One thing I have learned is that nothing stays the same. There is always something not working, some dilemma you can’t figure out. I feel like I’m on the ‘work till you die’ program, having renewed my mortgage for another 30 years at the age of 51. Working a day job that doesn’t pay the bills. I’m also on the strict ‘no vacation’ program. Having 10 days of vacation off work, and 17 vacation days with my kids, there is never enough vacation time off to be with the kids. And while I get 6 personal or sick days, a good portion of those get used right up at the beginning of each year with trips to the court house representing myself over child support issues.
The truth is, it’s 8:01 am. Somewhere in my own small suburban town a wealthy CEO is perhaps sitting at her computer penning a novel, or packing a suit for yet another trip out of town. Is she any happier? We are all so programmed by life. But we do have the ability to change our programming. I watched the sun rise today. There is a clueless parakeet snapping on seeds near my desk. Really, who decides our happiness? I am so happy just to be alive and have another chance to participate in the world today. I’ll do my best and hope no airplane parts fall out of the sky and squash me like a bug. It’s really about shaking everything off and moving forward with joy and contentment and living in the moment. It’s so easy to smile when I count my blessings. So easy to forgive others and have grace for those who don’t want to be forgiven, but need to be.

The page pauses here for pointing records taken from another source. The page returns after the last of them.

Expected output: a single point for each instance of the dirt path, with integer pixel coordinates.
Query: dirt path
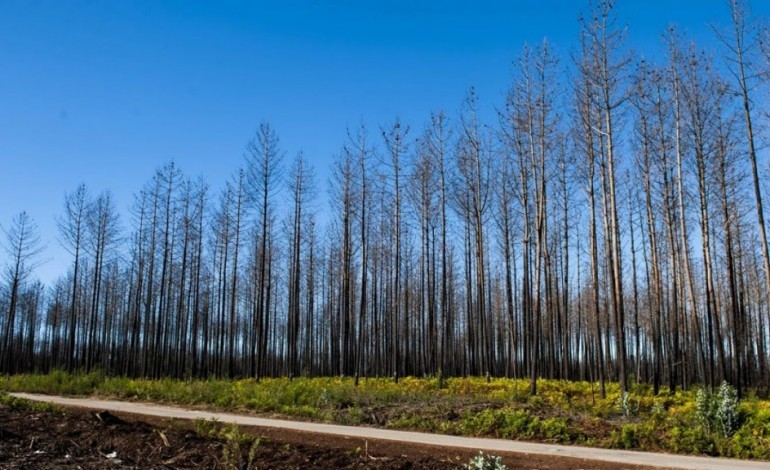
(621, 457)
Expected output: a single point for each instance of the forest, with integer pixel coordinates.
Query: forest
(607, 226)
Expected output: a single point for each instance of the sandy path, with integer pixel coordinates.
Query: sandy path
(622, 457)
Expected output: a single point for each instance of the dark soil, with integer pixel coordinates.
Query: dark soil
(31, 439)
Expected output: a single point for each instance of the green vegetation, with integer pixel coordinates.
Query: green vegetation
(485, 462)
(693, 422)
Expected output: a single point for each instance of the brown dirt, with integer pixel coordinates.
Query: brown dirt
(79, 439)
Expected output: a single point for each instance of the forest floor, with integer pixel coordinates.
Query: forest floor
(696, 421)
(39, 436)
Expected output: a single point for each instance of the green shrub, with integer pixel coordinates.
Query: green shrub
(485, 462)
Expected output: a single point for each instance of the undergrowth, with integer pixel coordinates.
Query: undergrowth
(691, 422)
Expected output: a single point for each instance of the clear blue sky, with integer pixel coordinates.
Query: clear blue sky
(103, 92)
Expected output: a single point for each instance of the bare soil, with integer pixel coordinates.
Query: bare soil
(75, 438)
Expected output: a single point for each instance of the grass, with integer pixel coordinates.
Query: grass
(563, 412)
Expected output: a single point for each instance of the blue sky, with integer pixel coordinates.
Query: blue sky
(104, 92)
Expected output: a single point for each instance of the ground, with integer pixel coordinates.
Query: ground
(35, 438)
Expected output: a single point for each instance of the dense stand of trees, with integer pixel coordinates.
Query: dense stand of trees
(609, 226)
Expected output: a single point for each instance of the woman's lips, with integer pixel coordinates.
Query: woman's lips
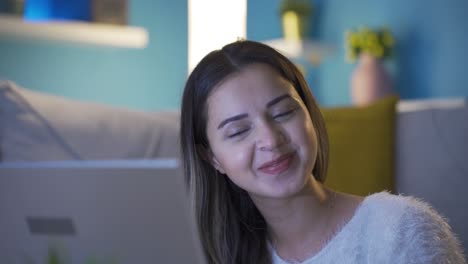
(278, 165)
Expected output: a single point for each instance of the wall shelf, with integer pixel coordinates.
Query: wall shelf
(74, 32)
(312, 51)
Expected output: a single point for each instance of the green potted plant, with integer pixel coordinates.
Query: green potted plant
(377, 42)
(370, 80)
(295, 17)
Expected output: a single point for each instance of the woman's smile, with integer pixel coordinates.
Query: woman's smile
(278, 165)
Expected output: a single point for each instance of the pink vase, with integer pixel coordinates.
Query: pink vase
(369, 81)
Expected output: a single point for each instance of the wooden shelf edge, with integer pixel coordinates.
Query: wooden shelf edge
(308, 49)
(74, 32)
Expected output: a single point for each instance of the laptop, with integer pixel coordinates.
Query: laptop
(85, 212)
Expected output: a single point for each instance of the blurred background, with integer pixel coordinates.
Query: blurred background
(428, 60)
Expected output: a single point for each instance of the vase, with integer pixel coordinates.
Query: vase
(369, 81)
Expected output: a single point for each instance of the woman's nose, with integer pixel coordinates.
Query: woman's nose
(270, 136)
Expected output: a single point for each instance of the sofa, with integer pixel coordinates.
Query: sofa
(410, 147)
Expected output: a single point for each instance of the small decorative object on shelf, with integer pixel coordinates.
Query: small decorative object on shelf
(370, 80)
(296, 17)
(110, 11)
(15, 7)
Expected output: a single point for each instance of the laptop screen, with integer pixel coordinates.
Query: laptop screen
(96, 212)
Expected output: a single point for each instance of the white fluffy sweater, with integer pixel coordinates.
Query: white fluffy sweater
(390, 229)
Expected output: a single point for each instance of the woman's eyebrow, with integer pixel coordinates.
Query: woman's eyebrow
(231, 119)
(277, 100)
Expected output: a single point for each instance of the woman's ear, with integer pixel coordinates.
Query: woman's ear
(207, 155)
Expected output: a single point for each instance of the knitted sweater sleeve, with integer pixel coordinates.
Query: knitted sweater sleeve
(425, 237)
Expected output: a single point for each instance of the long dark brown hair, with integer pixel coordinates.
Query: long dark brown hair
(231, 228)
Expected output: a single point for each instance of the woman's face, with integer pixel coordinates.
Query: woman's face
(260, 133)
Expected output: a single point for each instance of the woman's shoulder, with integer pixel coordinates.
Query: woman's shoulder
(419, 231)
(403, 211)
(393, 207)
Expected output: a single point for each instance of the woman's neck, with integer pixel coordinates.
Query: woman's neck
(300, 225)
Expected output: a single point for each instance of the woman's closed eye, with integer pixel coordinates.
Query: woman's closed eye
(237, 132)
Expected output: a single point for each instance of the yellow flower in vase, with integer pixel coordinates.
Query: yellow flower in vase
(369, 80)
(376, 42)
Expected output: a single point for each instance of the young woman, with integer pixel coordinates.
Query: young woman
(255, 154)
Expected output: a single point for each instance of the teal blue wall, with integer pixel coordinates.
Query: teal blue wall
(147, 79)
(429, 62)
(430, 55)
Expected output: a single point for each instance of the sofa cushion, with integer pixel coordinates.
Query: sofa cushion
(35, 126)
(361, 147)
(432, 159)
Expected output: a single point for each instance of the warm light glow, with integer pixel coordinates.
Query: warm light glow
(212, 24)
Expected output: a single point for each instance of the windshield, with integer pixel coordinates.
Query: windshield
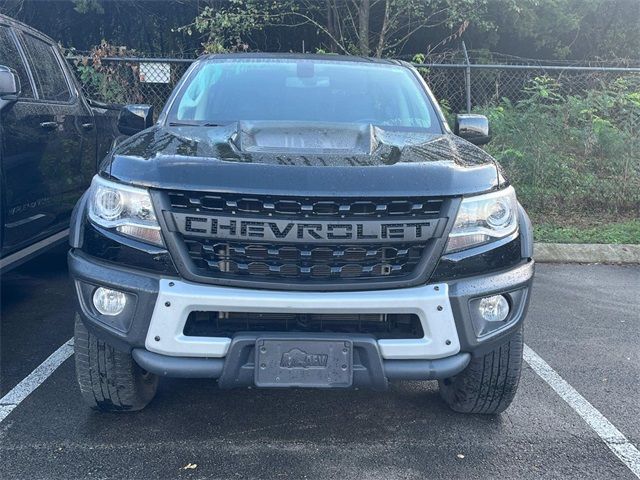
(225, 90)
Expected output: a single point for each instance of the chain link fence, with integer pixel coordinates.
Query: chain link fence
(568, 137)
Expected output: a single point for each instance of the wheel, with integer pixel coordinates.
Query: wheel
(489, 383)
(110, 380)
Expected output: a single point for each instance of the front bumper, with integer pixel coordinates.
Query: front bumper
(151, 327)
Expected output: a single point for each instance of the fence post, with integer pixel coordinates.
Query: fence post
(467, 77)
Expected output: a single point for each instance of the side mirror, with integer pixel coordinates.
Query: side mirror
(9, 86)
(135, 118)
(473, 128)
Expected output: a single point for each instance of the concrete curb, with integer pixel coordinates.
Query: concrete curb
(585, 253)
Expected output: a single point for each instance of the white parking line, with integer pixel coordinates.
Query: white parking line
(615, 440)
(32, 381)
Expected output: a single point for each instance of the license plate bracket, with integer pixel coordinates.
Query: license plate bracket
(303, 363)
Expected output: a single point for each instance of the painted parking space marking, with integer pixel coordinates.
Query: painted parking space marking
(32, 381)
(612, 437)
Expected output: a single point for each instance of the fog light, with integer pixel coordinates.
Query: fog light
(494, 308)
(109, 302)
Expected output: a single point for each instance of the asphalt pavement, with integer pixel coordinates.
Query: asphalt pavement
(584, 321)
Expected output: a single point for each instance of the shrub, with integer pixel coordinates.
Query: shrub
(574, 155)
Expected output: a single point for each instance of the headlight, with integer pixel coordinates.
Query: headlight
(483, 219)
(127, 210)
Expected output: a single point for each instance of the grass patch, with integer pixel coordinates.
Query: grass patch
(619, 232)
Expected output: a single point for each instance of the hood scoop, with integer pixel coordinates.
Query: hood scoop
(305, 138)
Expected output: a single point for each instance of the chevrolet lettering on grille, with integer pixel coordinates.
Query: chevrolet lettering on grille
(306, 231)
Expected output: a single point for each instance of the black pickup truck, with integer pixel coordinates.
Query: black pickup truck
(51, 141)
(301, 221)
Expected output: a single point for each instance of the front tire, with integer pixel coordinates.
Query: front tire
(489, 382)
(110, 380)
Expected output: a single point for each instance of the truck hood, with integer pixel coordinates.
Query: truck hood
(303, 159)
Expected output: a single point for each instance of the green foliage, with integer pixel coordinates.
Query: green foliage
(618, 232)
(226, 27)
(109, 82)
(575, 156)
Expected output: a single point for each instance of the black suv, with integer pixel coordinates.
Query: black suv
(301, 221)
(51, 141)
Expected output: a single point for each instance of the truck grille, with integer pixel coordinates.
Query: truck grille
(287, 261)
(321, 262)
(226, 324)
(305, 207)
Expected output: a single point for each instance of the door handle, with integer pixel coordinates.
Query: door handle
(49, 125)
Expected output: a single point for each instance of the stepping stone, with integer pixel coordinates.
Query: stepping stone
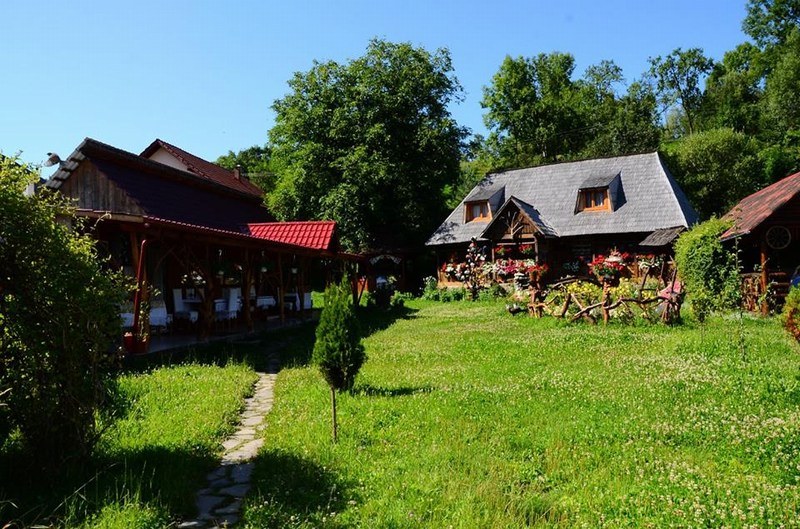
(191, 524)
(242, 473)
(237, 491)
(233, 508)
(221, 483)
(205, 503)
(252, 421)
(231, 443)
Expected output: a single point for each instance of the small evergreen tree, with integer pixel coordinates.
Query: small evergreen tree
(338, 351)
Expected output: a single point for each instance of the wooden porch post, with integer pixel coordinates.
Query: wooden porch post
(281, 288)
(247, 275)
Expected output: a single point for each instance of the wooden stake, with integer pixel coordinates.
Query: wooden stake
(333, 411)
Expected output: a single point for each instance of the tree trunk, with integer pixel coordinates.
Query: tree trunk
(333, 413)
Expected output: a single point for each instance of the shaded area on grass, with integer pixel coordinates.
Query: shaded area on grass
(289, 491)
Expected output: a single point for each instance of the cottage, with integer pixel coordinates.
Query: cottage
(563, 214)
(766, 227)
(195, 234)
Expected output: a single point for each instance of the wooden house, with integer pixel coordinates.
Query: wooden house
(766, 230)
(195, 234)
(564, 214)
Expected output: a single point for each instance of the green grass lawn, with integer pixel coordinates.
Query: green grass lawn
(162, 438)
(465, 416)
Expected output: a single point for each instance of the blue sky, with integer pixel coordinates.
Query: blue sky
(203, 74)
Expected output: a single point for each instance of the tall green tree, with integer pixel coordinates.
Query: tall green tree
(534, 109)
(770, 22)
(370, 144)
(678, 77)
(338, 351)
(733, 91)
(716, 168)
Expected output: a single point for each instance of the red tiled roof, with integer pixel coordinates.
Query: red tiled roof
(316, 235)
(205, 169)
(758, 207)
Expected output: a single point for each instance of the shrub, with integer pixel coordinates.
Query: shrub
(338, 351)
(708, 270)
(791, 312)
(59, 312)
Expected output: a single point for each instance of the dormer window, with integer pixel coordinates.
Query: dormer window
(594, 199)
(478, 211)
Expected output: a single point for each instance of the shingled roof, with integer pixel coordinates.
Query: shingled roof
(649, 199)
(754, 209)
(160, 191)
(203, 168)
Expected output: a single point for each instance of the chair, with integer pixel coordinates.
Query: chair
(159, 319)
(181, 310)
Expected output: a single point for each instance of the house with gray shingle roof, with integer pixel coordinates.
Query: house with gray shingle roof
(573, 209)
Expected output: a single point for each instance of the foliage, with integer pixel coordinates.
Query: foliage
(338, 351)
(678, 77)
(368, 141)
(60, 317)
(769, 22)
(707, 268)
(791, 312)
(469, 417)
(716, 168)
(538, 113)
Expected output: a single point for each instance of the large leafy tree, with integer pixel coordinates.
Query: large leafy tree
(534, 109)
(678, 78)
(770, 22)
(717, 168)
(370, 144)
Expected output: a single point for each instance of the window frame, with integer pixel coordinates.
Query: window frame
(588, 200)
(485, 213)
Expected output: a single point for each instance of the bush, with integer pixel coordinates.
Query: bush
(338, 351)
(791, 312)
(708, 270)
(59, 315)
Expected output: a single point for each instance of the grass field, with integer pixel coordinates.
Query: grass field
(465, 416)
(163, 437)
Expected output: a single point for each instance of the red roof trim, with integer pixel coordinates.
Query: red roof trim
(204, 168)
(754, 209)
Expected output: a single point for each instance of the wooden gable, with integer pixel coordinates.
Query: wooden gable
(511, 224)
(92, 190)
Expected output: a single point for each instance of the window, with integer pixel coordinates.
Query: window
(594, 199)
(477, 211)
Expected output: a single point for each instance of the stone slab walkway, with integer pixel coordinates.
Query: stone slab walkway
(219, 503)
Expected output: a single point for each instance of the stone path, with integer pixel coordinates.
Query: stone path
(219, 504)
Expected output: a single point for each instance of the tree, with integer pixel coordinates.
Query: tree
(716, 168)
(534, 109)
(338, 351)
(783, 86)
(370, 144)
(678, 77)
(59, 319)
(770, 22)
(733, 91)
(254, 162)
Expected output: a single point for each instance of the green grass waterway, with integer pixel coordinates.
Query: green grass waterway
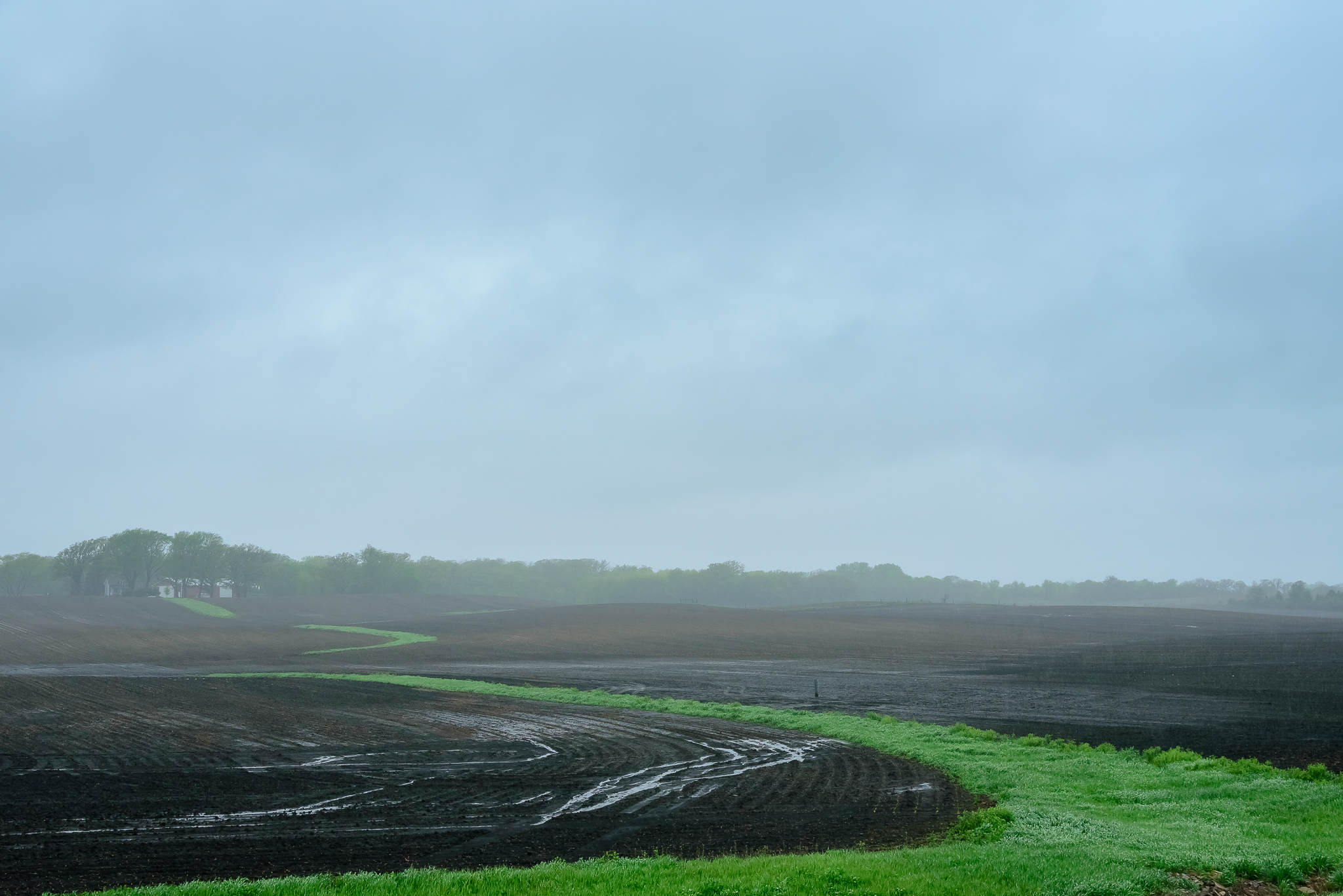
(1072, 821)
(397, 637)
(202, 608)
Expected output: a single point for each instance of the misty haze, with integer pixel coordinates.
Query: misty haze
(810, 450)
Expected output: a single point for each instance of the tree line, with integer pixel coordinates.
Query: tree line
(137, 559)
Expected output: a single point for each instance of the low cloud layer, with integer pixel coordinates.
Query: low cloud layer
(997, 292)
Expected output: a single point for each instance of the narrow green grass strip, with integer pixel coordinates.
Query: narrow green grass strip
(1072, 821)
(202, 608)
(397, 637)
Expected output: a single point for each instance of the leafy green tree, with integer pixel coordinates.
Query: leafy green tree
(137, 555)
(23, 574)
(246, 566)
(79, 562)
(387, 572)
(197, 558)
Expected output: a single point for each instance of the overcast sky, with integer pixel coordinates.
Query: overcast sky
(998, 290)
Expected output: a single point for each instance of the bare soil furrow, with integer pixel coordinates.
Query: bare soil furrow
(451, 779)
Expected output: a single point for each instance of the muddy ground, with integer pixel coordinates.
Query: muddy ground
(123, 769)
(1220, 683)
(115, 781)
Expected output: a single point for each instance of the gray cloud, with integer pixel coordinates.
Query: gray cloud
(645, 282)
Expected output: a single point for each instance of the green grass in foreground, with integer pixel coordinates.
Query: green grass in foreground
(202, 608)
(1072, 821)
(397, 637)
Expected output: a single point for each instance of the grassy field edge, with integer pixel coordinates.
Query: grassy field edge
(1072, 820)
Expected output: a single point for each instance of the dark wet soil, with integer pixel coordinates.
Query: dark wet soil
(137, 781)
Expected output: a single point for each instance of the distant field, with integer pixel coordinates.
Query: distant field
(96, 693)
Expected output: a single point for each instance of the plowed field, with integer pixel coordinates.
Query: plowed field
(121, 765)
(133, 781)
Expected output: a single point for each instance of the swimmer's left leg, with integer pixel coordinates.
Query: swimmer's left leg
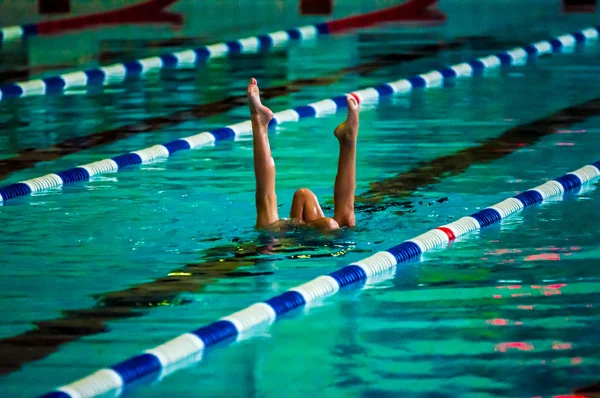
(264, 165)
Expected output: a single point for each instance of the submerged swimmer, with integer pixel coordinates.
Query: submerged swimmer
(305, 205)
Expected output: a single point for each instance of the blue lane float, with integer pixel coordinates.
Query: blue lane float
(156, 363)
(116, 73)
(516, 56)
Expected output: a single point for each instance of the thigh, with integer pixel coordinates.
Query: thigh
(305, 206)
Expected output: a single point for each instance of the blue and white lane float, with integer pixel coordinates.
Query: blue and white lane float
(116, 73)
(156, 363)
(436, 78)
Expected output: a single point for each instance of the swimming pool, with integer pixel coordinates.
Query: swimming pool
(178, 234)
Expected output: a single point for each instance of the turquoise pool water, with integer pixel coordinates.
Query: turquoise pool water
(97, 272)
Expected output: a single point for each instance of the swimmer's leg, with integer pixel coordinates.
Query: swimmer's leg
(264, 165)
(345, 180)
(306, 209)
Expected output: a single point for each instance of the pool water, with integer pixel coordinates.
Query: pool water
(99, 271)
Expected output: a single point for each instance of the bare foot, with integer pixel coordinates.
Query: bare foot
(348, 129)
(258, 112)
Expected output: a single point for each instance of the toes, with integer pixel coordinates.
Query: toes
(352, 104)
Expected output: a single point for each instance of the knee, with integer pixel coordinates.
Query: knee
(330, 225)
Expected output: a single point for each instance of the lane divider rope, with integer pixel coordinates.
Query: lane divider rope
(516, 56)
(151, 11)
(117, 73)
(156, 363)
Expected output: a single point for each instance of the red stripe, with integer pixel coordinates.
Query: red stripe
(448, 232)
(413, 9)
(148, 12)
(356, 98)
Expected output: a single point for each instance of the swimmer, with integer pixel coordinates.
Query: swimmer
(305, 205)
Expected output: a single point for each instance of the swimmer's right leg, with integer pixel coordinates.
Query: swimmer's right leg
(345, 180)
(264, 165)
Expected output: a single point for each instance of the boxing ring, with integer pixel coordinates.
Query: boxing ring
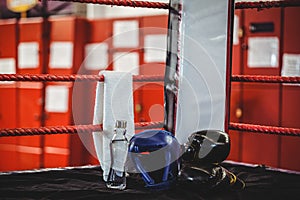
(86, 181)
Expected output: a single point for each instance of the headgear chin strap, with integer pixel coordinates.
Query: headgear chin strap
(155, 154)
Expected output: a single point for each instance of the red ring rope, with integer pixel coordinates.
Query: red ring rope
(267, 4)
(129, 3)
(159, 5)
(265, 79)
(68, 129)
(71, 78)
(264, 129)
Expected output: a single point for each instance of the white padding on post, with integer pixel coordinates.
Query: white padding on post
(202, 67)
(114, 101)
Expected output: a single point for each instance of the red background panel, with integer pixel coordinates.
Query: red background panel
(8, 99)
(236, 89)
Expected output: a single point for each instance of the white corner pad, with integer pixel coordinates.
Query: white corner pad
(114, 101)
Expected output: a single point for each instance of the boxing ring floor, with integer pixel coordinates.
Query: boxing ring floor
(86, 183)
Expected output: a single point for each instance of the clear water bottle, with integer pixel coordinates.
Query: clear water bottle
(118, 151)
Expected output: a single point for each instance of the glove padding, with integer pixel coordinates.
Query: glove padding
(207, 146)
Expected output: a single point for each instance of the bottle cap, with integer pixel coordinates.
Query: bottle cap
(121, 124)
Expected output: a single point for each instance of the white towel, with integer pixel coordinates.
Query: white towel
(114, 101)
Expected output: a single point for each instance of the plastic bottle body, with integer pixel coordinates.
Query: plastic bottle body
(118, 151)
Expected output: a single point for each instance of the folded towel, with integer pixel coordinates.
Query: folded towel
(114, 101)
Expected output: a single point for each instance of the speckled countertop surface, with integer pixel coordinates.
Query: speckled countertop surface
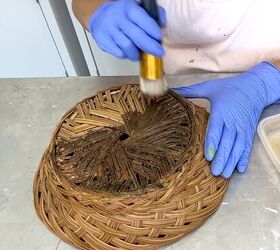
(249, 217)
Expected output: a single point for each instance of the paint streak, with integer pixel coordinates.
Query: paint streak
(271, 210)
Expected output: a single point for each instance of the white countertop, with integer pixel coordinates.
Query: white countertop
(249, 217)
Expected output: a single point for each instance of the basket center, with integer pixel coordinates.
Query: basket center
(139, 154)
(123, 137)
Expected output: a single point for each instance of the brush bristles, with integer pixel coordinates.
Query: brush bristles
(153, 88)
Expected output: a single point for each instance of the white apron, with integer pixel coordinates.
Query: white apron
(220, 35)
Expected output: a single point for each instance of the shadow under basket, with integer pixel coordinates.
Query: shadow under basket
(125, 172)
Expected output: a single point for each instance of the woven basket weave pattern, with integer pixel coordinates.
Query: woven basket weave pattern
(91, 196)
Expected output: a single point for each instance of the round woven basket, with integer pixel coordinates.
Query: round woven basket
(125, 172)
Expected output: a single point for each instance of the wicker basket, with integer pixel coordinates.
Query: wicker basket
(125, 172)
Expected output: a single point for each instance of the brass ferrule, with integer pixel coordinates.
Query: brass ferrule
(151, 67)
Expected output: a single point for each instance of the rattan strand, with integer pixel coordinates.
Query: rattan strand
(123, 172)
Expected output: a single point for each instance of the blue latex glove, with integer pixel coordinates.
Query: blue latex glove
(122, 27)
(236, 105)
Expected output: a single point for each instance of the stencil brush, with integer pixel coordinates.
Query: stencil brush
(152, 82)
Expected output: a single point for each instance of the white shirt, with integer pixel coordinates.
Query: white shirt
(220, 35)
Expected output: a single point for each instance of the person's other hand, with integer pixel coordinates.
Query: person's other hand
(236, 105)
(122, 27)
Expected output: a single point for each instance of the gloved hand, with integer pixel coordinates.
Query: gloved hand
(236, 105)
(122, 27)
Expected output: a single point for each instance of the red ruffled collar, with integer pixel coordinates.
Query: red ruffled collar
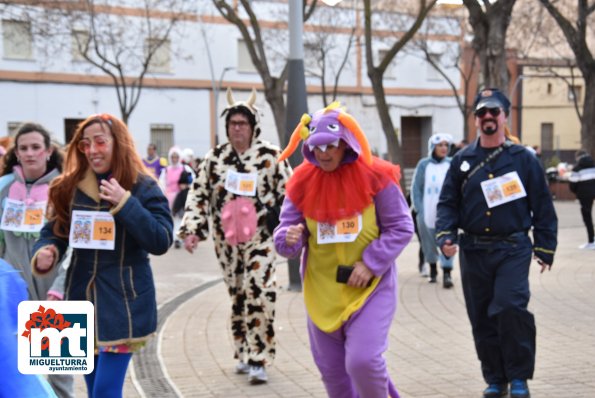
(345, 192)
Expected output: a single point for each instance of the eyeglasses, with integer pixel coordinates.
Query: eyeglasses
(100, 142)
(238, 123)
(482, 112)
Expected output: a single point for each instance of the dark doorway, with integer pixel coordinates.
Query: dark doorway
(416, 132)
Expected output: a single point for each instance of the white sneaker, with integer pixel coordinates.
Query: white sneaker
(242, 368)
(257, 375)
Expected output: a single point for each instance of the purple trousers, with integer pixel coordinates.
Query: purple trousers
(350, 359)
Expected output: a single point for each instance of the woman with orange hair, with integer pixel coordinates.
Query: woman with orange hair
(107, 206)
(345, 208)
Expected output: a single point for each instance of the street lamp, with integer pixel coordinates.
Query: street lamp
(217, 90)
(297, 104)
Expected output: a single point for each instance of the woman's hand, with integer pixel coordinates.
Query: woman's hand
(45, 258)
(360, 276)
(190, 243)
(293, 234)
(449, 249)
(111, 191)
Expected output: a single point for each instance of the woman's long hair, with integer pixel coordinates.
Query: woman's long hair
(10, 159)
(125, 167)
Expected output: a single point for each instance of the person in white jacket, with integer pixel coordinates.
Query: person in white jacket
(425, 192)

Sometimes moments are spent with thoughts vacillating from regret to what may have been - to frustration of what could be that I have little or no control to bring into being – to gratefulness of what is – to joy and peace of knowing that God is able to do exceedingly and abundantly beyond all that I could ask or think. And He has! Therefore I’m more than okay with life. Its perfect. A beautiful mess if you will. The key is to keep returning to the gratefulness of what is. Like this moment ...Merry Christmas...listening to my beautiful teen girls singing along with Florence And The Machine while playing video games….watching my son skank past me with pet food (I swear he snarled) under conditions of “go to church Christmas service and in a pleasant mood or lose the cell phone”. They are perfect. Life is perfect - for me, from my perspective.
While there are many unresolved issues and obstacles I face I hope I'm teaching my children by example that sometimes things in life are worth fighting for, and sometimes your health and sanity are more important. Sometimes you have to evaluate and realize you're fighting a losing battle. And sometimes getting wounded in the battle means you have to flee the battlefield for a time of healing and restoration. And in those times, when you think you're giving up on the ideal, in reality you end up reshaping and recreating a better ideal.
I am finally who I was meant to be and I'm living today happily ever after.